The array version works identically to the string version, returning an array of matching elements. Ruby's equality operator handles element comparison, supporting integers, strings, symbols, or custom objects that implement ==.

Performance Considerations

LCS computation has inherent time complexity O(mn) for sequences of length m and n. No known algorithm solves the general LCS problem faster than quadratic time. Space complexity varies from O(mn) for basic tabulation to O(min(m,n)) for optimized approaches.

The naive recursive approach exhibits exponential time O(2^(m+n)) due to redundant computation. Each call may branch into two recursive calls, creating a binary tree of depth m+n. The number of subproblems grows exponentially, making this approach practical only for sequences under 20-30 elements. A sequence pair of length 40 each could trigger trillions of recursive calls.

Dynamic programming reduces time to O(mn) by computing each subproblem once. For sequences of length 1000 each, this means 1 million table entries versus potentially 2^2000 recursive calls. The space requirement of O(mn) can become problematic for very long sequences. Two sequences of 100,000 elements each require a table with 10 billion entries, potentially exceeding available memory.

Space optimization reduces memory to O(min(m,n)) by maintaining only two rows (or columns) of the DP table. This trades the ability to reconstruct the actual subsequence for reduced memory usage. For length computation only, this optimization enables processing much longer sequences. Computing LCS length for two 1 million element sequences requires only 1 million memory cells instead of 1 trillion.

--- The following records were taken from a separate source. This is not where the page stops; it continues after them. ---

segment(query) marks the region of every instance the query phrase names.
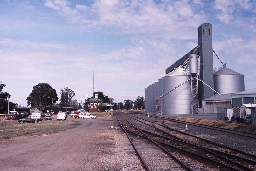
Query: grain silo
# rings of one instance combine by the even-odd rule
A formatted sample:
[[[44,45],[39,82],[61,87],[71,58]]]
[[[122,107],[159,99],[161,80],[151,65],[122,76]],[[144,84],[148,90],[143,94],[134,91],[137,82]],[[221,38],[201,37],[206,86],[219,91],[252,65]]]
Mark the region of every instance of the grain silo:
[[[149,87],[145,89],[145,112],[149,113],[148,101],[149,100],[148,92],[149,91]]]
[[[213,73],[214,89],[220,94],[245,91],[245,76],[224,67]]]
[[[149,113],[152,113],[152,85],[149,86]]]
[[[154,83],[152,85],[152,113],[154,113],[156,112],[156,102],[155,99],[156,97],[156,84]]]
[[[163,77],[165,93],[190,78],[189,73],[180,68]],[[178,88],[163,96],[163,112],[164,114],[187,114],[191,113],[191,85],[188,81]]]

def benchmark_lcs_approaches(x, y)
  require 'benchmark'
  
  Benchmark.bm(20) do |bm|
    bm.report("Tabulation:") do
      lcs_length(x, y)
    end
    
    bm.report("Memoization:") do
      solver = LCSMemoized.new(x, y)
      solver.compute
    end
    
    bm.report("Space-optimized:") do
      lcs_length_optimized(x, y)
    end
  end
end

# Example output for moderately sized inputs:
# Tabulation:          0.180000   0.000000   0.180000
# Memoization:         0.240000   0.010000   0.250000  
# Space-optimized:     0.190000   0.000000   0.190000

Memoization typically runs slower than tabulation despite identical asymptotic complexity. The overhead of hash table operations, recursive function calls, and cache lookups adds constant factors. Tabulation uses simple array indexing with predictable memory access patterns, benefiting from CPU cache locality. The performance gap widens as sequence length increases.

Character comparison operations dominate execution time. For sequences with many matching characters, the algorithm performs more diagonal moves in the table. For completely dissimilar sequences, it performs more row/column moves. The distribution of matches and mismatches affects constant factors but not asymptotic complexity.

Memory access patterns impact performance significantly. Tabulation filling row by row exhibits good cache locality, accessing adjacent memory locations. Column-by-column filling can cause more cache misses depending on array layout in memory. Ruby's array implementation stores elements contiguously, favoring row-major access.

For very long sequences with high similarity, algorithms like Hunt-Szymanski can outperform dynamic programming, achieving O((r+n) log n) time where r represents the number of matched pairs. This approach suits scenarios like version control diffs where files have many identical lines. The algorithm becomes slower than DP when sequences have low similarity, making DP the safer general-purpose choice.

Parallelization offers limited benefits for LCS computation. The dependencies between table cells (each cell depends on three others) create serialization constraints. Diagonal computation allows some parallelization, processing cells on the same diagonal concurrently since they don't depend on each other. This approach complicates implementation significantly while providing modest speedups.

Practical Examples

Version control systems compute file differences by finding the LCS of file lines. Two versions of a file represent sequences of text lines, and the LCS identifies unchanged lines. Lines not in the LCS represent additions or deletions.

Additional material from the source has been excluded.